Глава 4. Донос из могилы («Сохранить кофры фюрера!»)
1— Но багаж он позаботился доставить заранее. — Голос командира донесся до меня, как сквозь плотно задраенный люк.
— Какой багаж?
— Кофры. Пять кофров. Не притворяйтесь, что вы не видели их! Вы были на пирсе во время погрузки. А что в этих кофрах?
— Откуда мне знать?
— Комбинашки Евы Браун?
— Возможно.
— Нет. Кофры, если помните, доставлены в канун Нового года. В этом был расчет. Все в Пиллау перепились. Пирс был оцеплен. Багаж сопровождали семь офицеров СС. „Не слишком ли много для обыкновенного багажа?“ — подумал я.
— Разве вам не сказали, что в кофрах?
— Эсэсовцы предупредили лишь, что груз — особой государственной важности! Комбинашки, таким образом, сразу же отпали. Но на несколько минут отодвинем эти кофры! Я не договорил о себе. Упустил одну деталь. Фон Цвишены — из Ганновера. Мы гордимся тем, что нынешний английский король — наш земляк. Ну как же! До недавнего времени короли Англии по совместительству были курфюрстами Ганновера. Отец нынешнего короля, воюя в четырнадцатом году с Германией, решил, что ему пристойнее именоваться Виндзором — по названию загородной резиденции. Раздумывая в Пиллау о судьбах Третьего райха, я вспомнил одного из наших добрых курфюрстов, предка Виндзоров. Он продавал своих подданных в солдаты любой платежеспособной иностранной державе. И брал совсем недорого, представьте! Три талера за голову! Потом на память пришли гессенские стрелки. В восемнадцатом веке английский король нанял их и отправил за океан бить американских бунтарей. Вдумайтесь в это! Наши предки помогали англичанам против Георга Вашингтона! Не наступит ли, думал я, время, когда Вашингтон (город, не президент) станет покупать наших солдат, чтобы с их помощью бить каких-нибудь других бунтарей? Расчет с головы, естественно, производился бы уже не талерами, а долларами, что гораздо приятнее. Что вы больше любите, доктор, доллары или талеры?..

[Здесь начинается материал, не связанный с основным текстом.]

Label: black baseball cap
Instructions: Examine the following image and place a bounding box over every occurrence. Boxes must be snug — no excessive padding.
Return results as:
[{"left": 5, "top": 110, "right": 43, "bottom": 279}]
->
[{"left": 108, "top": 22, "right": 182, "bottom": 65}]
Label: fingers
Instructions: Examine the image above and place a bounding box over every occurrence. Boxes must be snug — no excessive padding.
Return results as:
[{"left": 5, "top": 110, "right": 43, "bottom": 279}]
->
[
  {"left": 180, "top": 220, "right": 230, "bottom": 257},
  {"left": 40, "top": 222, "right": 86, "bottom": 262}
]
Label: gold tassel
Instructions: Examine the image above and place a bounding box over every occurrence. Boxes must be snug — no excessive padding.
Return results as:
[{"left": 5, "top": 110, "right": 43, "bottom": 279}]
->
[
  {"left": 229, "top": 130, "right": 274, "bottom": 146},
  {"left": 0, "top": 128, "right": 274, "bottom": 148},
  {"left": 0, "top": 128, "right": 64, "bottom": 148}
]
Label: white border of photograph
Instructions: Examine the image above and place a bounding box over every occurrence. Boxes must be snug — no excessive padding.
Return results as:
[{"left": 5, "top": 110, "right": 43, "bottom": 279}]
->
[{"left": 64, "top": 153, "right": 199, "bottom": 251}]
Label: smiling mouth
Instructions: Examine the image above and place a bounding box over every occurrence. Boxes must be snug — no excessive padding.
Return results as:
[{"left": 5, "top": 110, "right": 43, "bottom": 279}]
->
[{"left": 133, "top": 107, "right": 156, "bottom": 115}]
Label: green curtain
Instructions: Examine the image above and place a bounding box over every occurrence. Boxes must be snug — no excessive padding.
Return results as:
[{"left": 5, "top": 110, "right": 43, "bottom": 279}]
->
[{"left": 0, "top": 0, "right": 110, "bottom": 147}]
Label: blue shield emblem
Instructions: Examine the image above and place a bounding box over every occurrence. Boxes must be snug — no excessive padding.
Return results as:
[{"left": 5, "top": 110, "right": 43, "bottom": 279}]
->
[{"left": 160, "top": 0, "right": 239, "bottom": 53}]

— Я люблю и то и другое, — сказал я, чтобы отвязаться от него.
— Но это плохо, доктор. Надо остановиться на чем-нибудь одном. Видите ли, мой предок — о нем сохранилось семейное предание — уехал с гессенскими стрелками в Америку и не вернулся оттуда. Если солдаты Вашингтона не прикончили его, значит, он прижился на американской земле. Весьма вероятно, что у меня родичи в США. Попав туда, могу встретить миллионера с такой же, как у меня, фамилией. И вот, полный гостеприимства, он напомнит мне одну латинскую поговорку. Вы врач и знаете латынь: „Уби бене, уби патриа“[59].
Я машинально поправил:
— Не „уби“, а „иби“.
— Пусть „иби“. Но вы уловили мою мысль?